Quelques semaines après la modélisation d’une crue centennale par l’IAU et des exercices de prévention menés par la préfecture, la seine inonde Paris.

Le 4 juin l’eau n’atteint que 6,10 mètres au pont d’Austerlitz contre 8,62 mètres le 28 janvier 1910. Pourtant les voies sur berges disparaissent du paysage, les péniches et autres embarcations mouillent perdues loin de tout quai, les ponts sont presque submergés. RER et métro connaissent des perturbations et, pendant un temps, la Seine devient un opérateur bien encombrant de la vie métropolitaine.

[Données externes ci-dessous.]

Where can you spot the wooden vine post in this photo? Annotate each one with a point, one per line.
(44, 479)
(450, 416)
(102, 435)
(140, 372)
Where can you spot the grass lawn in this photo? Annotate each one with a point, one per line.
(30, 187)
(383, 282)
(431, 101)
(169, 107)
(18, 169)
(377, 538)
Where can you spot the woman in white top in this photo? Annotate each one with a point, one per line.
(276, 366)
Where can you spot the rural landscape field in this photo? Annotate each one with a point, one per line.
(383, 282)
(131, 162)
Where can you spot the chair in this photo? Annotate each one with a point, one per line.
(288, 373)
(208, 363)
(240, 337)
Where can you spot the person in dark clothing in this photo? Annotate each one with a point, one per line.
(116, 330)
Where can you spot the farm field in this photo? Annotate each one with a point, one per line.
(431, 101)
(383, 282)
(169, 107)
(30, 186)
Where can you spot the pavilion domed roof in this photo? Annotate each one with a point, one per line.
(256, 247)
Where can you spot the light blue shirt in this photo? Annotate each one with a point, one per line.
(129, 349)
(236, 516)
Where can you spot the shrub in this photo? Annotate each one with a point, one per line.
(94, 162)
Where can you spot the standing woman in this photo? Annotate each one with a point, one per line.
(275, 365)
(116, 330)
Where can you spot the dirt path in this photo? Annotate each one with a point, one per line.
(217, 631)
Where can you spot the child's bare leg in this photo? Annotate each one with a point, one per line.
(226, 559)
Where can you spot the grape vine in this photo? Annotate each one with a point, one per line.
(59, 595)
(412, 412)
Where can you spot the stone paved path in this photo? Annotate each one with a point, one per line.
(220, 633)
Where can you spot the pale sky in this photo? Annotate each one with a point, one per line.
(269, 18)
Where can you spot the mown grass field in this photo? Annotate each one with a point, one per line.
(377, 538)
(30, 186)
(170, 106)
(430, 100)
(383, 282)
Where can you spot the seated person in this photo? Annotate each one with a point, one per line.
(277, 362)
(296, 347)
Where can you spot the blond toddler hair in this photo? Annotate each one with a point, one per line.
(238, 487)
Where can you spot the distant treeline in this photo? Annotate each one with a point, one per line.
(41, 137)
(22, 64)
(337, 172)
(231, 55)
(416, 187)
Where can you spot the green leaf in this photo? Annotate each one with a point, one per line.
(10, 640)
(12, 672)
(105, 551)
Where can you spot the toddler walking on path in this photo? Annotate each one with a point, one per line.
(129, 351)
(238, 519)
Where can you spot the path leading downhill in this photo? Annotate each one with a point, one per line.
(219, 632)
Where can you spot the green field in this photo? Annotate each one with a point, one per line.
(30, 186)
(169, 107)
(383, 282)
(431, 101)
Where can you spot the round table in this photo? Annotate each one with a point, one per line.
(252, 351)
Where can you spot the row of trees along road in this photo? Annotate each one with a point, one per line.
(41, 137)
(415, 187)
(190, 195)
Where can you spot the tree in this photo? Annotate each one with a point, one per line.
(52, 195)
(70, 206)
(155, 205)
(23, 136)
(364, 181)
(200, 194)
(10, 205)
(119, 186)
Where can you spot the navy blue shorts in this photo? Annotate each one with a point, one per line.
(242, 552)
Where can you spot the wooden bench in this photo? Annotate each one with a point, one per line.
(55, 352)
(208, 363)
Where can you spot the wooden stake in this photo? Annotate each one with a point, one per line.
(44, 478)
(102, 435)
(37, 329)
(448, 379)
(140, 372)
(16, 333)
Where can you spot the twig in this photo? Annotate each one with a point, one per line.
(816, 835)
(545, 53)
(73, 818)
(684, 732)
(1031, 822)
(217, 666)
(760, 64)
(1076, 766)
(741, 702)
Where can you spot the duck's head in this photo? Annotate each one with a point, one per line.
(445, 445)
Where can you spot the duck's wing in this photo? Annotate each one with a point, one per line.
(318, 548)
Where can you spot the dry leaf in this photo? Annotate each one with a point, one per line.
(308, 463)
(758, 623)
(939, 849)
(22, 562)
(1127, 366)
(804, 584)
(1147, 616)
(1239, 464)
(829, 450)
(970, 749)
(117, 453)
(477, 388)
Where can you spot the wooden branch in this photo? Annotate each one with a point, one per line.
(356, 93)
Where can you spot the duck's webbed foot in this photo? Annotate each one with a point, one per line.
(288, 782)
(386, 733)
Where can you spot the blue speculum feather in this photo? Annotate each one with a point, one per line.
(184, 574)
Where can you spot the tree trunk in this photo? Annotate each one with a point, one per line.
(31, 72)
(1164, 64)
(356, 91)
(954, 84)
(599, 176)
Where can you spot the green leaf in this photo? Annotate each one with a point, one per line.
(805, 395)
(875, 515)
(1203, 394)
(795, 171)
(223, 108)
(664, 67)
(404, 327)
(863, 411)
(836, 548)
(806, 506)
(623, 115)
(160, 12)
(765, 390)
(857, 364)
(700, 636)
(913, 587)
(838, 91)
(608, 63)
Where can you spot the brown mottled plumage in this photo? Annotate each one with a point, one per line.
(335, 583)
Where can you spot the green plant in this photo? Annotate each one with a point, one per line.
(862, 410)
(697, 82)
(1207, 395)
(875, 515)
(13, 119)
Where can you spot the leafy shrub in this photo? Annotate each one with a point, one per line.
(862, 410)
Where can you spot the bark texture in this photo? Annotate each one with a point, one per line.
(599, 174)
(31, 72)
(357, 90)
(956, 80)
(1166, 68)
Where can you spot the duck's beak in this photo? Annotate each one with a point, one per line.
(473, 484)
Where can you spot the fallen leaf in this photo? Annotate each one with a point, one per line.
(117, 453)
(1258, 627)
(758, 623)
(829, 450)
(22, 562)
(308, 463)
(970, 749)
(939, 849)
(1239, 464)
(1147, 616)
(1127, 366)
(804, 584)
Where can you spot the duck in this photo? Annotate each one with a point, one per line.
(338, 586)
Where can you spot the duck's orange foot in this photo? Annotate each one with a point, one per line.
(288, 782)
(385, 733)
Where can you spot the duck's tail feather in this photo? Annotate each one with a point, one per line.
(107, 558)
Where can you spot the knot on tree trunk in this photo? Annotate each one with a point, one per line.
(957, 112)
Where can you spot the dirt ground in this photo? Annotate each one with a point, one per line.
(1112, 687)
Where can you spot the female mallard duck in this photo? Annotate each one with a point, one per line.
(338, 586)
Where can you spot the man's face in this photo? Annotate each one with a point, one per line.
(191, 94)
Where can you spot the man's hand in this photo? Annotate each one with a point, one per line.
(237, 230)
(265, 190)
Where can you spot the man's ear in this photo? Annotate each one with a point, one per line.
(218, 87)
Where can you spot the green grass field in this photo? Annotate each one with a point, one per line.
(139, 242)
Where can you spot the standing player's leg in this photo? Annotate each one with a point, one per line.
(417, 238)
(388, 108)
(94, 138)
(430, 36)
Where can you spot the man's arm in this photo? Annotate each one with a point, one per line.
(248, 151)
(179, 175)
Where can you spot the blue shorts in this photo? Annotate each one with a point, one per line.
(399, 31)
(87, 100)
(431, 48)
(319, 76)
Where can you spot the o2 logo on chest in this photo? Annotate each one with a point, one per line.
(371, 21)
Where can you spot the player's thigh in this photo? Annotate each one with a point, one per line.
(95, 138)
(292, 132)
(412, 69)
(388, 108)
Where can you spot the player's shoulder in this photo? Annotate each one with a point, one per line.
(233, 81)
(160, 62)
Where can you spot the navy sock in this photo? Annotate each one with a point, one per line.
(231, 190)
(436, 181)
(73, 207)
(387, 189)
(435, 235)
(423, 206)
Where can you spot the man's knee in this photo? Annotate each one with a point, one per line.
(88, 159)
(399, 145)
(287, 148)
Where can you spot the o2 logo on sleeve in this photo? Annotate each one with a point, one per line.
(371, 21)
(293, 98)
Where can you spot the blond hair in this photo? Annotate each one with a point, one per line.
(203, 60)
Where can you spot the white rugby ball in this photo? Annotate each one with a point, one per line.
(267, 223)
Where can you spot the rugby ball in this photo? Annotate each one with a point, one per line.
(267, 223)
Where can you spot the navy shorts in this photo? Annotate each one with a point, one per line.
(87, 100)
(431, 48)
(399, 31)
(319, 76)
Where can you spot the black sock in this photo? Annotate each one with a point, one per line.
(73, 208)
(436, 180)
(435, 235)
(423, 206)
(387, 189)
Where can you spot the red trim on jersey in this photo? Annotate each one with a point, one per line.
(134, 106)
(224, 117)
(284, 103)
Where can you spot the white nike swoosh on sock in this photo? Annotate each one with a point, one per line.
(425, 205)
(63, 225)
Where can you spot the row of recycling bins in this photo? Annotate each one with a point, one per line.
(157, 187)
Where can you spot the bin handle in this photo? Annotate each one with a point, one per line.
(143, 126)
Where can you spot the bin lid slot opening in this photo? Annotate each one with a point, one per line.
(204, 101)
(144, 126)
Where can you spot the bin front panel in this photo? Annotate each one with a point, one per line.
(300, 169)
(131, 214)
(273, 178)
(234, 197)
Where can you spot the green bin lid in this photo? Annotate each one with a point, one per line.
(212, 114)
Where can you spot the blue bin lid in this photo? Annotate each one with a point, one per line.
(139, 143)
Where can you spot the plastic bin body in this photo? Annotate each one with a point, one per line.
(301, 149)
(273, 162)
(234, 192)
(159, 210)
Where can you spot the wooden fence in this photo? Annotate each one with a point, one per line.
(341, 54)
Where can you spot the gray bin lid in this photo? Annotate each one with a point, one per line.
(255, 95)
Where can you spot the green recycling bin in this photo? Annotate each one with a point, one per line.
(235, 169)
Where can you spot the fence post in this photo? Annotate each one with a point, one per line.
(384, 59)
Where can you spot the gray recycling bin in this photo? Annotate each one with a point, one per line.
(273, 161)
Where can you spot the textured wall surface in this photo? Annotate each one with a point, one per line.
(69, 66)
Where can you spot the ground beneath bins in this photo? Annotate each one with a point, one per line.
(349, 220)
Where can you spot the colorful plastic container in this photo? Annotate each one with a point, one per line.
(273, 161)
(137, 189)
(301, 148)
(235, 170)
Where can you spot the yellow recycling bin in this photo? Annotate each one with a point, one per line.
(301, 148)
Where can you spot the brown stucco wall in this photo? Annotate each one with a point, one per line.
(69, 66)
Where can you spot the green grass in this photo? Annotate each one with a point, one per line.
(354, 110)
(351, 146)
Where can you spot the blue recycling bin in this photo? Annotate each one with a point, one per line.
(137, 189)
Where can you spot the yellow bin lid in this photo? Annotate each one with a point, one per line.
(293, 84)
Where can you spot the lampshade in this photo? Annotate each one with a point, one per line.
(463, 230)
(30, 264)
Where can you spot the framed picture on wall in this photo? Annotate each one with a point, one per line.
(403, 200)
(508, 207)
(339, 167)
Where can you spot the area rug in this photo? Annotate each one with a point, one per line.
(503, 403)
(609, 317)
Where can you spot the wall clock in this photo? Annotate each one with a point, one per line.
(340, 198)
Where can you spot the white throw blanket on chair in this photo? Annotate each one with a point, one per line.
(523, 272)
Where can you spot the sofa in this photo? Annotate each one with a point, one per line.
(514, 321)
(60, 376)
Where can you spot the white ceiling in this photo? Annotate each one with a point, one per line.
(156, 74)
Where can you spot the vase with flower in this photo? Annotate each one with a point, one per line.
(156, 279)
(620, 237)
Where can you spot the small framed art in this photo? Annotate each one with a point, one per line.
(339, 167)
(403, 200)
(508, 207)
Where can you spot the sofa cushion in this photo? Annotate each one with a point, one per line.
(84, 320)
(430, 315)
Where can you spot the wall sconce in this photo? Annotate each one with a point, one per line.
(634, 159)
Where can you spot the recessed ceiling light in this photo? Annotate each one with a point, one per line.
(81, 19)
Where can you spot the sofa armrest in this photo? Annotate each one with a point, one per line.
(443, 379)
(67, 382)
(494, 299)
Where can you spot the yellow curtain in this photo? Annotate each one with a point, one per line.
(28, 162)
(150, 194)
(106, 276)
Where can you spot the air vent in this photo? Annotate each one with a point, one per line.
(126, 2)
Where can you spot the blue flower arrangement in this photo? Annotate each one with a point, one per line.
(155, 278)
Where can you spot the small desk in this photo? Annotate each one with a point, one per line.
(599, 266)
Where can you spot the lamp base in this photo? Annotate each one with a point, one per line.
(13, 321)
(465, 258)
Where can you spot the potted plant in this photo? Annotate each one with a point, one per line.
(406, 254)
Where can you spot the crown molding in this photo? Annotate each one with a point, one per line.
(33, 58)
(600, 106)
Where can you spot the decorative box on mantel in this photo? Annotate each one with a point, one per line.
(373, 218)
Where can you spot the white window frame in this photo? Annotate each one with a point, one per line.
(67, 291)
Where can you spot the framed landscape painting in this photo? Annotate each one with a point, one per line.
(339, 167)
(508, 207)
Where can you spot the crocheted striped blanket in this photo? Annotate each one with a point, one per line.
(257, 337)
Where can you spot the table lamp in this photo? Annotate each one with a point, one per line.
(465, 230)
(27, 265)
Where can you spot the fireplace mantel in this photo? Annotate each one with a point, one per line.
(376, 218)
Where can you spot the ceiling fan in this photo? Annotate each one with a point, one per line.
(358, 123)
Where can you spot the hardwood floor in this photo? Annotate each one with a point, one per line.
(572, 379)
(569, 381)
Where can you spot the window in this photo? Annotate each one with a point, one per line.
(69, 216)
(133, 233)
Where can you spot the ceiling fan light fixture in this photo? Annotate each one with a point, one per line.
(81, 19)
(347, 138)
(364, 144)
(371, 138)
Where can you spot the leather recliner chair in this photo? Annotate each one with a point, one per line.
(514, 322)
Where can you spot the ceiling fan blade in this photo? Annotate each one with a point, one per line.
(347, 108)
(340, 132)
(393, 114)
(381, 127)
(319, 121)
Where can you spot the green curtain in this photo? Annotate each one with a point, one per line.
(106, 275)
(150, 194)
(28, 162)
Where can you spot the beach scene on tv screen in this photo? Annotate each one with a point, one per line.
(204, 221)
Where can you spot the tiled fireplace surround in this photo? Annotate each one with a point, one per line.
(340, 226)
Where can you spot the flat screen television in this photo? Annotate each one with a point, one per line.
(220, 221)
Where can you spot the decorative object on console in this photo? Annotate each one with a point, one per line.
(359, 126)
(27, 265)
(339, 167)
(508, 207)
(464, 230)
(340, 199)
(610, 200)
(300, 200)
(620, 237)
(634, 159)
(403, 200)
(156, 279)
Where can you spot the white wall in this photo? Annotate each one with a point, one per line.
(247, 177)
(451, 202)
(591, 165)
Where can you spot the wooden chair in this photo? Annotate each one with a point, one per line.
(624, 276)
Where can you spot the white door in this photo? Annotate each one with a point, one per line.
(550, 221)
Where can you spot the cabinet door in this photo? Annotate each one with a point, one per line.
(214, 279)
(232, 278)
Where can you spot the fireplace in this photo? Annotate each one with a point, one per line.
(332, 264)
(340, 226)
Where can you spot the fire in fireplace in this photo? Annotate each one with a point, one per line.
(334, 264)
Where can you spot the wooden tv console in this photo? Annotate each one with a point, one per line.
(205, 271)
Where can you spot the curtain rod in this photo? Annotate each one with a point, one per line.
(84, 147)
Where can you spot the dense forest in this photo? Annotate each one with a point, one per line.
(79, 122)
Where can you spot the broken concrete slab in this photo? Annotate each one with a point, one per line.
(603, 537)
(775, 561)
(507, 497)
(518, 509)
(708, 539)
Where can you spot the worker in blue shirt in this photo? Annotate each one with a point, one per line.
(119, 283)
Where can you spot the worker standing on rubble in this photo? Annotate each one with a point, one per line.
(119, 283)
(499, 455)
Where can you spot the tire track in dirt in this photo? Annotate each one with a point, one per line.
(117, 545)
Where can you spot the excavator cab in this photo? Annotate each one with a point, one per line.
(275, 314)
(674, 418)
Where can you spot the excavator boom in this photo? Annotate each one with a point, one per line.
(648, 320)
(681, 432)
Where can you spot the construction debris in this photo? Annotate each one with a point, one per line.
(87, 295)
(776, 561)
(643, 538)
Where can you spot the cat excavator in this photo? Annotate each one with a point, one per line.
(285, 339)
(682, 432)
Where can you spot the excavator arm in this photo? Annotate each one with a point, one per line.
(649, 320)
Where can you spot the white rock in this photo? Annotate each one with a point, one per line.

En dehors de paris, les départements de la Seine-et-Marne et de Seine-Maritime sont touchés par les inondations et les dégâts occasionnés dans ces espaces périurbains atteindront le milliard d’euros. L’État de catastrophe naturelle est déclaré. Pendant que des milliers foyers sont évacués, que l’on tente de s’organiser en déplorant des pertes matérielles considérables, le phénomène est aussi spectacle. À Paris, sur les quais de Seine, parisiens et touristes contemplent l’événement et l’immortalisent en le photographiant. On ne compte plus les selfies. Les plus aventureux vont jusqu’à mettre les pieds dans l’eau pour trouver le bon cadrage.

À quelques centaines de mètres de distance, la futilité répond au désastre. La fragilité de nos espaces métropolisés est sublimée par une société du spectacle et des loisirs que rien n’arrête.